Neither male nor female.
A San Diegan is now the third person in the country to be legally identified as non-binary.
"I am now recognized as Arata Tiffany Furuya and that my gender non-binary," said Furuya, better known as A.T.
They are celebrating a victory as they strut down Hillcrest. Furuya accomplished something today only two others in the nation have.
They legally changed their gender, now identifying as neither male or female.
"I'm not like half man, half woman. I just don't have a gender i"Identity," they said.
Born a girl, Furuya said their mom never enforced female behavior on them. It wasn't until college they learned what they could identify as.
"I started more internally navigating and exploring what my gender identity is."
Explaining their identity had been a struggle up until now.
"How am I going to be read? How are people going to police my gender?"

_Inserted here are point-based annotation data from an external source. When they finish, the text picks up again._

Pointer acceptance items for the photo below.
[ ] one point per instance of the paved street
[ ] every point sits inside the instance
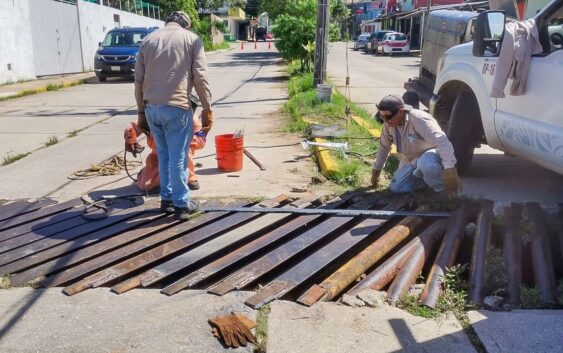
(493, 176)
(248, 90)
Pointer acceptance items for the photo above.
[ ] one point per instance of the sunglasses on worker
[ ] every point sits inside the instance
(388, 117)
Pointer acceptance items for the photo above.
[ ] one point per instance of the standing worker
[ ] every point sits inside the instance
(171, 61)
(426, 155)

Furuya said they decided recently to make their identity legal.
"I'm gonna try for this and I'm gonna keep trying until I get it," they said.
Today, a judge granted Furuya recognition.

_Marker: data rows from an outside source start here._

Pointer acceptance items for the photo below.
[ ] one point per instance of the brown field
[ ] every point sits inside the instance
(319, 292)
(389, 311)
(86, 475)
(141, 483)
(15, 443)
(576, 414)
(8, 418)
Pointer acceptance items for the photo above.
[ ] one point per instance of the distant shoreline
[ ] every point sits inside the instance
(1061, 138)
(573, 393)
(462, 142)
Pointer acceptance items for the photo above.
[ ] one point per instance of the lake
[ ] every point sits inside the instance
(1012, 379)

"It's not just a piece of paper. It has a lot of power behind it."
Their next step, they said, is "starting to move forward with my driver's license, my social security card."
With hopes of paving the way for others.
"Seems like we have an opportunity to have our identities acknowledged."
Last month SB 179 was introduced. If passed, it would streamline the process for Californians, such as A.T., to change their legal gender to non-binary.